Con-tangence et archi-facticité
Jacques Derrida et Didier Franck autour d'Edmund Husserl
The aim of my paper is to articulate the intersection of two different readings of Husserl’s phenomenology proposed by Didier Franck and Jacques Derrida. In his first work on Husserl, Flesh and Body (1981), Franck translates the notion of Leib as flesh (chair), stressing the difference between flesh and body (corps/Körper). This work, apparently influenced by Merleau-Ponty and Levinas, and seeking to provide a solution to the aporias of Husserl’s phenomenology, was a direct response to Derrida’s reading of Husserl in the 1960s. In the text, Franck proposes to depart from the ‘tactuality’of flesh that grounds all objectivity. Thus, he conceives the constitution of the Other as emerging through the contact of the subject with the Other, or ‘con-tingency’, which at the same time signifies con-tangency as a mutual touching and contingency as an accidental archi-facticity. Derrida replies to Franck’s reading in a chapter entitled ‘Tangent IV’in his work On Touching – Jean-Luc Nancy (2000). Therein, Derrida insists on the necessity of untying con-tangency and contingency as archifacticity.

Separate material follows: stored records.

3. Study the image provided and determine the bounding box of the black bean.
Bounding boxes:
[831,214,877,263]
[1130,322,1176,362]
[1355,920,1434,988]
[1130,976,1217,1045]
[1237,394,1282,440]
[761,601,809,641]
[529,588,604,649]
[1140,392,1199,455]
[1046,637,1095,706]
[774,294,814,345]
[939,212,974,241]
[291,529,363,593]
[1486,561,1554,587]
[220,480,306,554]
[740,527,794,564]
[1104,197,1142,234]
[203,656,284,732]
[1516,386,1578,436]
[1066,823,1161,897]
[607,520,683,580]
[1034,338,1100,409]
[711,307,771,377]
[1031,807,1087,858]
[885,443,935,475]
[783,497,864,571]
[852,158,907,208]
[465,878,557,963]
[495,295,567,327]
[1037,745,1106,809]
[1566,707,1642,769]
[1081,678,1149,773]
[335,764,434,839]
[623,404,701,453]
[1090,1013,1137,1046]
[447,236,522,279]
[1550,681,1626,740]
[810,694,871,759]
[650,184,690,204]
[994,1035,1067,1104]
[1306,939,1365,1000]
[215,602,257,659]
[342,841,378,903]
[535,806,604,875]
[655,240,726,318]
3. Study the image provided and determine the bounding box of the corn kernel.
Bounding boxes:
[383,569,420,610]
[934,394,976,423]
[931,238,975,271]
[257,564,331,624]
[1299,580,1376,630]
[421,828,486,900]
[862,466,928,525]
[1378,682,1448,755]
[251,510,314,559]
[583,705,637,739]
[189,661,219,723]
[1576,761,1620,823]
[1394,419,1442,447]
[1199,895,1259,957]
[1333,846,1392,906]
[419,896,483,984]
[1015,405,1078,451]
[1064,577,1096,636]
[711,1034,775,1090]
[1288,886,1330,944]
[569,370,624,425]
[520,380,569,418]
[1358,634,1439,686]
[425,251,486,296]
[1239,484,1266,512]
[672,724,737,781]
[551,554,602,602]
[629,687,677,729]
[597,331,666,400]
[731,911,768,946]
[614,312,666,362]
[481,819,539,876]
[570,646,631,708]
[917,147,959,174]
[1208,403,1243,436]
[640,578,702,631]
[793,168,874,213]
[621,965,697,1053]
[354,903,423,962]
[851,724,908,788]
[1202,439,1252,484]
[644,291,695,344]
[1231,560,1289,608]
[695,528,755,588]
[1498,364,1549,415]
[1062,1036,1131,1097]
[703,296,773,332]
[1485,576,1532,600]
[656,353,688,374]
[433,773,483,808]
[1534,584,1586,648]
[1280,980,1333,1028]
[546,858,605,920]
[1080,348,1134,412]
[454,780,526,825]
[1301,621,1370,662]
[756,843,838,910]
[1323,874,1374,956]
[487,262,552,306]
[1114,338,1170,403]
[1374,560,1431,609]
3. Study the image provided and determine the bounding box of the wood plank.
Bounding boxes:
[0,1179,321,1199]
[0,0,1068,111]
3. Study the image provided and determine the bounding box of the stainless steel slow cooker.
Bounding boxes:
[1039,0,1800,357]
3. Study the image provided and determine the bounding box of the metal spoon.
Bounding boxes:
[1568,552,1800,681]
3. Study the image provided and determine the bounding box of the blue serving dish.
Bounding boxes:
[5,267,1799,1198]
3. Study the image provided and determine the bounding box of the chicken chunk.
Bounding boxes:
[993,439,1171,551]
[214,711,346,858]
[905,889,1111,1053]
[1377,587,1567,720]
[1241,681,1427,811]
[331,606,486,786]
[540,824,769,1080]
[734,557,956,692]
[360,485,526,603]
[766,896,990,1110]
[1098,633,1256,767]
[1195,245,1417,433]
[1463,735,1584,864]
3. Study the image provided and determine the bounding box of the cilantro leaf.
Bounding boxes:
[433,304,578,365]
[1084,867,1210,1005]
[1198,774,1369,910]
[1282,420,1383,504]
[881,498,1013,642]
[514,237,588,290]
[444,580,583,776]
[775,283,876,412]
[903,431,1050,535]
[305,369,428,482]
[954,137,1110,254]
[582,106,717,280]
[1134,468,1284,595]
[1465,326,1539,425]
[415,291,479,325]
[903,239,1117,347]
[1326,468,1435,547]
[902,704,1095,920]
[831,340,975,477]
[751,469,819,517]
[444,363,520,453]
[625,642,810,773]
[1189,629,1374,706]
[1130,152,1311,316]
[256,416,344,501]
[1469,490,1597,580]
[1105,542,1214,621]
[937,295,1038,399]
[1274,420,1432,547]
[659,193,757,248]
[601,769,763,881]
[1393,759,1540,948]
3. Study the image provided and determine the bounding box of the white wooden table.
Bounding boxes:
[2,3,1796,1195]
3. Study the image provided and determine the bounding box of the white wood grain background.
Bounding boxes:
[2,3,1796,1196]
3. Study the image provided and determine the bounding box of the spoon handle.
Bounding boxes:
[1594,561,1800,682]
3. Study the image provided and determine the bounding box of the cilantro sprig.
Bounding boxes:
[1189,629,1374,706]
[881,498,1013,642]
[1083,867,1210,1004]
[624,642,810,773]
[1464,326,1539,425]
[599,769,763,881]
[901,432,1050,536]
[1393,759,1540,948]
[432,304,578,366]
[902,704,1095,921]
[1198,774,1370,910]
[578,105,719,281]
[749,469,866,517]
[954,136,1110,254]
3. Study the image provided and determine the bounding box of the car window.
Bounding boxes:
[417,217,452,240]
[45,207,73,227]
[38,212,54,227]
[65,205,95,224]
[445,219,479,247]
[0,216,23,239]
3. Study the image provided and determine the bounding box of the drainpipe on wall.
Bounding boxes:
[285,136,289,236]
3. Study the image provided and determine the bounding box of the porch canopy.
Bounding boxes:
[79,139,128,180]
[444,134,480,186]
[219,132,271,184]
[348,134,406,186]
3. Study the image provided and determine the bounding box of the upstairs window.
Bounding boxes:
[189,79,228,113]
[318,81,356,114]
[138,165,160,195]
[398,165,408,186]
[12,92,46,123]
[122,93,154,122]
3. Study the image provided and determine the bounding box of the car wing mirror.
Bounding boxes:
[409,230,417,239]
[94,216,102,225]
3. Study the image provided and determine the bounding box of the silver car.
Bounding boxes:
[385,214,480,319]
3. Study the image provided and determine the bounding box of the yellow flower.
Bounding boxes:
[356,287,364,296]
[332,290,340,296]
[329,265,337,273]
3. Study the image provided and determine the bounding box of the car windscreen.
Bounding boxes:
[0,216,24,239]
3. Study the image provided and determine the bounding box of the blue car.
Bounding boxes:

By this, he means that there are various contingent archi-facts which are not concentrated in mutual touching. In another chapter entitled ‘Tangent II’, he analyses passages from Husserl’s Ideen II, especially those used by Franck to support his argument. Derrida draws the conclusion that even a touching needs a kind of non-contact, or more properly, a non-coincidence of what touches and what is touched – what he calls the spacing of a non-presence or the very possibility of phenomenology in its impossibility. Franck and Derrida therefore suggest two different approaches towards the aporias of Husserlian phenomenology: the former proposing to find a solution to the aporia, the latter to live in the experience of the aporia.
Nagasaka, M. (2014). Con-tangence et archi-facticité: Jacques Derrida et Didier Franck autour d'Edmund Husserl. AUC Interpretationes 4 (1), pp. 167–185.